Milhões de famílias foram desfeitas por seu abuso. Mesmo assim, segue legalizado, romantizado e protegido por um véu de normalidade cultural.
E isso nos leva a uma pergunta desconfortável: por que uma substância sabidamente tóxica é aceita com tamanha naturalidade, enquanto outras, como a Cannabis — cujos efeitos benéficos estão cada vez mais bem documentados — seguem enfrentando resistência e estigma?
Essa constatação nos conduz a uma reflexão inevitável: como podemos naturalizar o uso de uma droga sabidamente tóxica e, ao mesmo tempo, seguir demonizando outra substância — a Cannabis — cujo potencial terapêutico está sendo comprovado por estudos, revisões sistemáticas e casos clínicos em todo o mundo? E então chegamos à Cannabis (Cannabis sativa).
Uma planta medicinal milenar, usada por civilizações antigas em rituais, formulações terapêuticas e práticas religiosas, do Egito à Índia. Foi amplamente registrada em farmacopeias de diversos países até o século XX — período em que seu banimento ocorreu não por ineficácia, mas por um movimento político, racista e econômico, iniciado nos Estados Unidos e exportado para o resto do mundo.
A ciência foi colocada em segundo plano, e o estigma se tornou política pública. Hoje, após décadas de proibição infundada, o pêndulo começa a se reequilibrar. Com mais evidência e menos preconceito, os fitocanabinoides — como o CBD e o THC — vêm demonstrando efeitos claros na modulação do Sistema Endocanabinoide, um eixo fisiológico que regula funções como dor, sono, humor, memória e imunidade.
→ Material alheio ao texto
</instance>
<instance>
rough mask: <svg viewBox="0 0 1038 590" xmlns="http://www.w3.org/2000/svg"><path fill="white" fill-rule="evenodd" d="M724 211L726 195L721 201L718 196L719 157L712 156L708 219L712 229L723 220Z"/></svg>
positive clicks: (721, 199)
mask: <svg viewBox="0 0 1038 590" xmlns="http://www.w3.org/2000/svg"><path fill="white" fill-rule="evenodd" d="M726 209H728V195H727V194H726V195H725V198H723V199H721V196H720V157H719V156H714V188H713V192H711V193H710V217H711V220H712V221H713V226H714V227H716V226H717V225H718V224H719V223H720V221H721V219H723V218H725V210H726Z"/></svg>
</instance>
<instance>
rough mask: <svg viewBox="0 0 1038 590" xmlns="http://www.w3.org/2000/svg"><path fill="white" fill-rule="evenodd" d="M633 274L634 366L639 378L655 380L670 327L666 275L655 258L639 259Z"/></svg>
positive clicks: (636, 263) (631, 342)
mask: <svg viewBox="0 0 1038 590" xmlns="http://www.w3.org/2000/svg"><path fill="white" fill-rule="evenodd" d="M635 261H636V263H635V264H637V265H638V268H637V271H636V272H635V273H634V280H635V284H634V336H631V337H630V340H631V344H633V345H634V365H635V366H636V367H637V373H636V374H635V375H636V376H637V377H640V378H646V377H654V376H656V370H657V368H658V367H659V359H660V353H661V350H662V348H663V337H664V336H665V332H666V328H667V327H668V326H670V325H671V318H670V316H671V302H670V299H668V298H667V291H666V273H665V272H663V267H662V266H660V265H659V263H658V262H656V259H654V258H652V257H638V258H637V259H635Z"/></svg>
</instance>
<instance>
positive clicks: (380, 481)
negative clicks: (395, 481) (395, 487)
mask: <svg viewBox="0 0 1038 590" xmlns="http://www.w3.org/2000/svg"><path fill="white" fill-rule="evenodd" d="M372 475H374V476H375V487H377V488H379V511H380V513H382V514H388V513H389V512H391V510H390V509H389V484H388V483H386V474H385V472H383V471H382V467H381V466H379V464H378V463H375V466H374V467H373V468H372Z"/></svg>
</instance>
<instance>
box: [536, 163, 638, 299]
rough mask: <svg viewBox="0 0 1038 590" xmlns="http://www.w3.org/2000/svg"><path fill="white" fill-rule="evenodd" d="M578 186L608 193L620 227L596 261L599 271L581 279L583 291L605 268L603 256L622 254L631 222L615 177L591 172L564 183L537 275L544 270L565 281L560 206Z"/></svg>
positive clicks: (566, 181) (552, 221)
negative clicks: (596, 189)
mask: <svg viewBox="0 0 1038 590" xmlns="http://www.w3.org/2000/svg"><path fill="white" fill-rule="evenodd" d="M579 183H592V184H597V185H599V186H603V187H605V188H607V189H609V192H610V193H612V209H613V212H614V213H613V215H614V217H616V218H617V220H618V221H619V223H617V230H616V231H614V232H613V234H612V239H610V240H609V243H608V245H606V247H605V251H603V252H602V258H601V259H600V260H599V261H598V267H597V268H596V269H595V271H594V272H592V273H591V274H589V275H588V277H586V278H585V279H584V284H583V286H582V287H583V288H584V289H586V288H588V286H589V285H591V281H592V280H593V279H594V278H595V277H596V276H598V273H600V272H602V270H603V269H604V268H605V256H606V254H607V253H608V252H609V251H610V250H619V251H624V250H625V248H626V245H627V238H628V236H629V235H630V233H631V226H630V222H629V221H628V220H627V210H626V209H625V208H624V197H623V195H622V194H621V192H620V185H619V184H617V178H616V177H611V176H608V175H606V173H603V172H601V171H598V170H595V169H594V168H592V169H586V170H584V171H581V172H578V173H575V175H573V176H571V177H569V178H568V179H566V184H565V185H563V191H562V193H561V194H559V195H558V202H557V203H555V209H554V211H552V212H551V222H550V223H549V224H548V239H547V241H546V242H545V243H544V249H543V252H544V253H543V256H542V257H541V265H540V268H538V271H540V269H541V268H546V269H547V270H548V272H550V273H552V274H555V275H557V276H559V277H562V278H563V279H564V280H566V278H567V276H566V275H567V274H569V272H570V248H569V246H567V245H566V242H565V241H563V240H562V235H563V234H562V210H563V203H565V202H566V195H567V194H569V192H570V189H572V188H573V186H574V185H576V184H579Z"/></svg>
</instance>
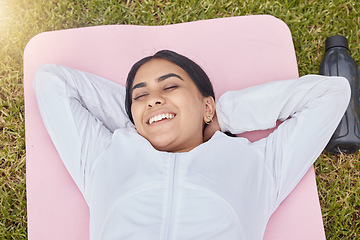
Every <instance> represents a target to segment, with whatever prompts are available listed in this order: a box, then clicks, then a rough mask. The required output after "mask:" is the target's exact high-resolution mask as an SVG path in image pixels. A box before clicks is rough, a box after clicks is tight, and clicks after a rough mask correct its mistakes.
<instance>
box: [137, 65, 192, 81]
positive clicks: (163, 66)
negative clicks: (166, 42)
mask: <svg viewBox="0 0 360 240" xmlns="http://www.w3.org/2000/svg"><path fill="white" fill-rule="evenodd" d="M169 73H176V74H177V75H179V76H180V77H181V78H183V79H184V80H185V79H189V76H188V74H187V73H186V71H185V70H183V69H182V68H181V67H179V66H178V65H176V64H175V63H172V62H170V61H168V60H165V59H152V60H150V61H149V62H147V63H145V64H143V65H142V66H141V67H140V68H139V70H138V71H137V72H136V75H135V78H134V82H133V85H135V84H136V83H139V82H147V81H151V80H155V79H157V78H158V77H160V76H163V75H165V74H169Z"/></svg>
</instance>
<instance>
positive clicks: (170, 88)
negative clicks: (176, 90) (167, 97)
mask: <svg viewBox="0 0 360 240" xmlns="http://www.w3.org/2000/svg"><path fill="white" fill-rule="evenodd" d="M178 87H179V86H177V85H171V86H169V87H165V88H164V90H174V89H176V88H178Z"/></svg>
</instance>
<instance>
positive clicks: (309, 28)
mask: <svg viewBox="0 0 360 240" xmlns="http://www.w3.org/2000/svg"><path fill="white" fill-rule="evenodd" d="M250 14H271V15H274V16H275V17H278V18H280V19H282V20H283V21H284V22H285V23H287V25H288V26H289V27H290V30H291V32H292V34H293V39H294V44H295V50H296V55H297V59H298V66H299V72H300V75H304V74H308V73H317V71H318V67H319V64H320V61H321V58H322V56H323V53H324V49H323V48H324V41H325V39H326V37H328V36H331V35H334V34H341V35H344V36H346V37H347V38H348V39H349V46H350V48H351V50H352V55H353V57H354V58H355V60H356V61H357V62H358V63H359V62H360V56H359V54H360V39H359V38H360V30H359V23H360V3H359V1H358V0H350V1H346V0H333V1H325V0H317V1H316V0H306V1H300V0H299V1H291V0H289V1H274V0H271V1H231V0H227V1H225V0H217V1H213V0H211V1H210V0H202V1H195V0H185V1H182V0H176V1H161V2H160V1H153V0H142V1H140V0H139V1H115V0H107V1H100V0H88V1H86V0H72V1H71V0H0V130H1V133H0V141H1V144H0V163H1V167H0V239H26V231H27V229H26V194H25V186H26V183H25V143H24V103H23V86H22V74H23V68H22V56H23V51H24V47H25V45H26V43H27V42H28V41H29V40H30V39H31V37H33V36H35V35H36V34H38V33H40V32H43V31H51V30H58V29H66V28H74V27H84V26H94V25H104V24H141V25H144V24H145V25H164V24H172V23H179V22H188V21H194V20H200V19H210V18H221V17H229V16H241V15H250ZM315 169H316V173H317V181H318V189H319V197H320V202H321V207H322V213H323V220H324V225H325V231H326V236H327V239H359V238H360V233H359V231H360V213H359V211H360V173H359V169H360V163H359V154H354V155H340V156H333V155H327V154H325V153H324V154H322V155H321V157H320V158H319V160H318V161H317V162H316V164H315Z"/></svg>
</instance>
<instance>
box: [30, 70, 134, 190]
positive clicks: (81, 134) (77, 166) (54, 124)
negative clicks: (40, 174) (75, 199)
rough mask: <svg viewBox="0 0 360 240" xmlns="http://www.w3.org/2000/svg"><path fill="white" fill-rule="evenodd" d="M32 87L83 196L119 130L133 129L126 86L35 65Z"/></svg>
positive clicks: (93, 77) (50, 129)
mask: <svg viewBox="0 0 360 240" xmlns="http://www.w3.org/2000/svg"><path fill="white" fill-rule="evenodd" d="M33 86H34V89H35V94H36V98H37V102H38V106H39V110H40V113H41V116H42V119H43V122H44V124H45V127H46V129H47V131H48V133H49V135H50V137H51V139H52V141H53V143H54V145H55V147H56V150H57V151H58V153H59V155H60V157H61V159H62V161H63V162H64V164H65V166H66V168H67V170H68V171H69V173H70V175H71V176H72V178H73V179H74V181H75V182H76V184H77V185H78V187H79V189H80V190H81V191H82V192H83V194H85V185H86V178H87V176H88V175H89V174H90V171H91V166H92V164H93V163H94V160H95V159H96V158H97V156H98V155H99V154H100V153H101V152H102V151H103V150H104V148H105V147H106V146H108V145H109V144H110V140H111V137H112V133H113V131H114V130H115V129H117V128H124V127H132V124H131V122H130V121H129V119H128V117H127V115H126V113H125V108H124V94H125V90H124V87H123V86H121V85H118V84H116V83H113V82H111V81H109V80H106V79H103V78H101V77H98V76H95V75H92V74H89V73H86V72H82V71H79V70H75V69H71V68H68V67H64V66H59V65H53V64H48V65H42V66H40V67H39V68H38V70H37V72H36V74H35V78H34V82H33Z"/></svg>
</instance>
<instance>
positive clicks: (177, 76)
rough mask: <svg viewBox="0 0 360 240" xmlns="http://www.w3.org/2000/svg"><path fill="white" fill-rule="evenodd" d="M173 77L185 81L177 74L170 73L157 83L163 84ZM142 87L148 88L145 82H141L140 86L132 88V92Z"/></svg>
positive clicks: (141, 87)
mask: <svg viewBox="0 0 360 240" xmlns="http://www.w3.org/2000/svg"><path fill="white" fill-rule="evenodd" d="M171 77H176V78H178V79H180V80H182V81H184V79H182V77H180V76H179V75H177V74H175V73H168V74H165V75H163V76H160V77H158V78H157V79H156V81H157V82H162V81H164V80H166V79H168V78H171ZM142 87H146V83H145V82H140V83H138V84H135V85H134V86H133V87H132V89H131V90H132V91H134V90H135V89H136V88H142Z"/></svg>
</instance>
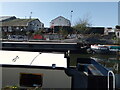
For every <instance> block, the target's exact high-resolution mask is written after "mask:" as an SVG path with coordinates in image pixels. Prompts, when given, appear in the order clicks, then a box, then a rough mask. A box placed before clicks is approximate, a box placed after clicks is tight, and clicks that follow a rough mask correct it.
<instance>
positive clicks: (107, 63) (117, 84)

A resposta, no entanto, depende de variáveis clínicas e humanas — o composto certo, no paciente certo, com acompanhamento sério e responsável.
O ponto aqui não é defender planta nenhuma. É reconhecer que cada planta carrega um potencial — e que cabe ao ser humano escolher como se relacionar com ele.
A diferença entre o remédio e o veneno, entre o uso terapêutico e o abuso destrutivo, está na nossa intenção, na nossa condução e, sobretudo, na responsabilidade com que manejamos o conhecimento. Quando falo com meus pacientes sobre Cannabis, não ofereço promessas vazias nem soluções mágicas.
Ofereço o que sempre norteou meu trabalho: contexto, evidência e compromisso ético. A Cannabis medicinal, quando bem indicada e monitorada, pode mudar vidas. Mas sem critério, sem acompanhamento e sem escuta clínica, ela corre o mesmo risco de todas as outras: virar excesso, ilusão ou frustração.
A natureza oferece a matéria-prima — complexa, potente, ambivalente. Cabe a nós, com nossa história, cultura e escolhas clínicas, decidir se essa potência será transformada em remédio ou ruína. Nenhuma substância é má por essência. O que define o destino de cada planta é o olhar que lançamos sobre ela e o uso que escolhemos fazer. Esse discernimento, entre tratar e desvirtuar, é uma decisão humana. Sempre foi.